Oggi ricordiamo Sant’Edvige regina. E’ conosciuta la sua generosità verso i poveri. Benché fosse ricca, non dimenticava gli indigenti. E’ per noi esempio e modello, come bisogna vivere e mettere in pratica l’insegnamento di Cristo sull’amore e sulla misericordia e rendersi simili a colui che, come dice San Paolo “essendo ricco si è fatto povero per noi, perché diventassimo ricchi per mezzo della sua povertà” (cfr 2 Cor 8, 9).
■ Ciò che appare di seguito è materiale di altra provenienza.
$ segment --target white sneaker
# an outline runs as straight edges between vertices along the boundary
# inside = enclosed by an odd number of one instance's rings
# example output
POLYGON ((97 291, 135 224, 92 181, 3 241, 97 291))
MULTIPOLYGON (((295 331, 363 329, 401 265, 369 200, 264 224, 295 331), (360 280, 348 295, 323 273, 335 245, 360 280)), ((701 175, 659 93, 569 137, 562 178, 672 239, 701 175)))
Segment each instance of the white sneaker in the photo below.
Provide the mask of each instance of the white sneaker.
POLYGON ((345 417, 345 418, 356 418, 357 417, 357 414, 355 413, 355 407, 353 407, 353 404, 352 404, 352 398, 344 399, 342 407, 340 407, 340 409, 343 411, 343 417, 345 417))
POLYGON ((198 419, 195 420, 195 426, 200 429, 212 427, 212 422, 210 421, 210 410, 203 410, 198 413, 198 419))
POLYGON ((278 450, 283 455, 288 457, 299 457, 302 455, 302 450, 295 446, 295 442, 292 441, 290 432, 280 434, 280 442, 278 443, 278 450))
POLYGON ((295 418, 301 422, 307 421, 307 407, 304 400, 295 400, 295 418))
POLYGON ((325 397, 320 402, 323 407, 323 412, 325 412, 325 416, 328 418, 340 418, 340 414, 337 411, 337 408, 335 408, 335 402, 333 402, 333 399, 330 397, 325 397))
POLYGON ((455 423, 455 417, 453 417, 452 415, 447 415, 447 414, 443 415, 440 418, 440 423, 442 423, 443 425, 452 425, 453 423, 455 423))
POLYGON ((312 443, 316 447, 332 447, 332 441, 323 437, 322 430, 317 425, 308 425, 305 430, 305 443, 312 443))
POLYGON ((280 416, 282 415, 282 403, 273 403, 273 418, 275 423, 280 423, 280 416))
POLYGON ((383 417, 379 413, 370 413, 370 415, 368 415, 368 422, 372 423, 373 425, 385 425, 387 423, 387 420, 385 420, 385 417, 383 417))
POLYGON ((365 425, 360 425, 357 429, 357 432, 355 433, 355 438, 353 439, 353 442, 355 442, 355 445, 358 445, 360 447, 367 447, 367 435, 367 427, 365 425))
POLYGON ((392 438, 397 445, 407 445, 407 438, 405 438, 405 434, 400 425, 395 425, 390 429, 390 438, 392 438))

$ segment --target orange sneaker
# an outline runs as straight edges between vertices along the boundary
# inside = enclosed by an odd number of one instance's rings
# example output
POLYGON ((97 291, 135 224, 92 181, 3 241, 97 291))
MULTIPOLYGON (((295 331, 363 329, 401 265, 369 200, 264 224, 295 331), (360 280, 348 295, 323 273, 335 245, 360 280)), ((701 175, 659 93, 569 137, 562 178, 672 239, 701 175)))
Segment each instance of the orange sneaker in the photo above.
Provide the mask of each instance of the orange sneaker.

“Beati i poveri in spirito”. E’ il grido di Cristo che oggi dovrebbe ascoltare ogni cristiano, ogni uomo credente. C’è tanto bisogno di uomini poveri in spirito, cioè aperti ad accogliere la verità e la grazia, aperti alle grandi cose di Dio; di uomini dal cuore grande che non si lasciano incantare dallo splendore delle ricchezze di questo mondo e non permettono che esse abbiano il dominio sui loro cuori. Sono veramente forti, perché colmi della ricchezza della grazia di Dio. Vivono nella consapevolezza di ricevere da Dio incessantemente e senza fine.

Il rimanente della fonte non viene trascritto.